QUEBEC – Nicolas Houle, director of Shell Canada’s Montreal East oil refinery, got a rough ride Tuesday at special National Assembly hearings challenging the company’s decision to shut down the facility.
“Why should I give you a permit to dismantle it?” asked Natural Resources Minister Nathalie Normandeau.
“We feel we have been tricked, fooled and demoralized,” added Nicole Léger, the Parti Québécois MNA for Pointe-aux-Trembles riding, where the refinery, with a payroll of 500, is located.
“I remain convinced there are buyers,” Léger added, suggesting Shell did not invest enough in the refinery to make it attractive to a potential buyer.
Houle replied to Normandeau that under Quebec’s environmental laws, Shell has to dismantle the refinery now that it has ceased operations, and must decontaminate the soil, after 77 years of operation.
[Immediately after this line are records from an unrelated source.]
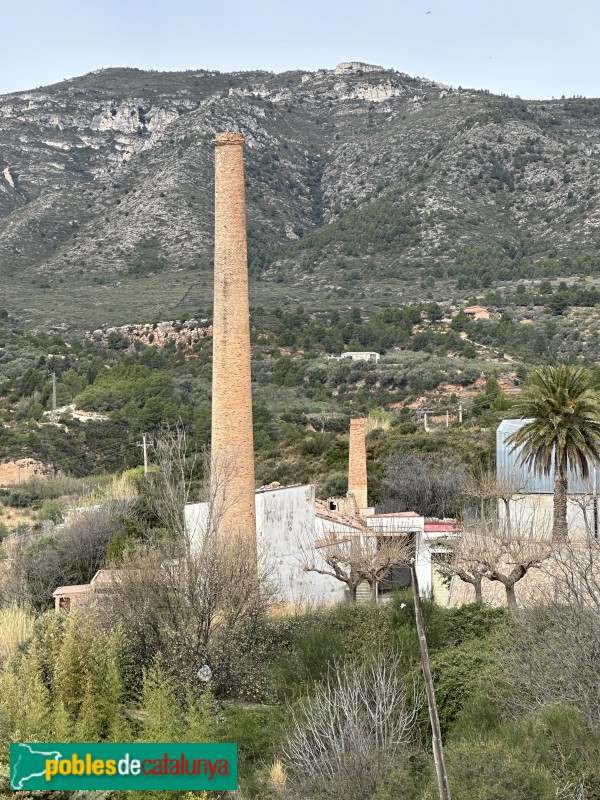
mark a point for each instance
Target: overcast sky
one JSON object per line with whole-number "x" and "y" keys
{"x": 531, "y": 48}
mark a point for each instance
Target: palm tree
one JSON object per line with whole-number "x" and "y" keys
{"x": 564, "y": 431}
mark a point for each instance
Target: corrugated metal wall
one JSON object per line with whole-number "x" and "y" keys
{"x": 508, "y": 468}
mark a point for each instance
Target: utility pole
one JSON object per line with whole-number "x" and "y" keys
{"x": 144, "y": 446}
{"x": 53, "y": 417}
{"x": 436, "y": 738}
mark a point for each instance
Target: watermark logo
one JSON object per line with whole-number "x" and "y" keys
{"x": 168, "y": 766}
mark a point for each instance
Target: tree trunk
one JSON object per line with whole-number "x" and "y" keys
{"x": 511, "y": 598}
{"x": 436, "y": 738}
{"x": 559, "y": 521}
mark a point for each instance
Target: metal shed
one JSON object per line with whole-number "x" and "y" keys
{"x": 508, "y": 468}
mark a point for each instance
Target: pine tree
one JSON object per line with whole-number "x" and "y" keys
{"x": 71, "y": 670}
{"x": 63, "y": 729}
{"x": 160, "y": 706}
{"x": 198, "y": 717}
{"x": 37, "y": 722}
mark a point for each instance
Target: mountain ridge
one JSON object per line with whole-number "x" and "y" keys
{"x": 354, "y": 175}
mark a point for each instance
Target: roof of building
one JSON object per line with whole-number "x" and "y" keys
{"x": 474, "y": 309}
{"x": 107, "y": 576}
{"x": 322, "y": 511}
{"x": 102, "y": 576}
{"x": 398, "y": 514}
{"x": 78, "y": 588}
{"x": 276, "y": 486}
{"x": 440, "y": 527}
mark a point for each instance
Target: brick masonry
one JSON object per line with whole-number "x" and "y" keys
{"x": 357, "y": 466}
{"x": 232, "y": 460}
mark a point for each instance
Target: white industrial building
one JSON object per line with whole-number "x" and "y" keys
{"x": 289, "y": 520}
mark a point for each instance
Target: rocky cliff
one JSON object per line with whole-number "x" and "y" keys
{"x": 106, "y": 179}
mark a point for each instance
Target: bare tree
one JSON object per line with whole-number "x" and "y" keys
{"x": 503, "y": 538}
{"x": 198, "y": 596}
{"x": 346, "y": 736}
{"x": 429, "y": 485}
{"x": 355, "y": 556}
{"x": 39, "y": 563}
{"x": 496, "y": 551}
{"x": 552, "y": 654}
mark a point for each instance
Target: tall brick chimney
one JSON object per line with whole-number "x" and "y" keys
{"x": 232, "y": 448}
{"x": 357, "y": 464}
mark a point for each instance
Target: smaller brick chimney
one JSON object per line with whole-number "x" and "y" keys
{"x": 357, "y": 466}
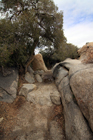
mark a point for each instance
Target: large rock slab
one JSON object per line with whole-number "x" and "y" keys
{"x": 76, "y": 127}
{"x": 8, "y": 86}
{"x": 42, "y": 94}
{"x": 70, "y": 85}
{"x": 82, "y": 86}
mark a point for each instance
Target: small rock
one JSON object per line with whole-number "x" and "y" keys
{"x": 38, "y": 78}
{"x": 55, "y": 98}
{"x": 26, "y": 88}
{"x": 40, "y": 72}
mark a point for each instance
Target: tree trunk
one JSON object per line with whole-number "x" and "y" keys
{"x": 31, "y": 58}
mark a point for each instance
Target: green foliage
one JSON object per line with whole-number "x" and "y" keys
{"x": 52, "y": 56}
{"x": 28, "y": 24}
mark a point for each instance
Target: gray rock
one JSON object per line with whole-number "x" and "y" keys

He said the decision to get out of the refining business in Montreal was motivated by a global strategy, in the interests of Shell shareholders, to shift upstream, focusing on the crude oil end of the business rather than refined products.
Normandeau noted Shell had no trouble selling two refineries in France, asking why it could not sell the Montreal facility.
Houle said “eight or nine” potential buyers approached Shell, resulting in two “declarations of interest,” but no offers.
He said the inventory of the refinery in worth $400 million and it would require investments of $600 million to remain competitive.
“I’m a straight shooter,” Houle told the committee, saying Shell looked into adapting the Montreal refinery to handle Alberta tarsands.
“Montreal was not the place to make this investment,” he said.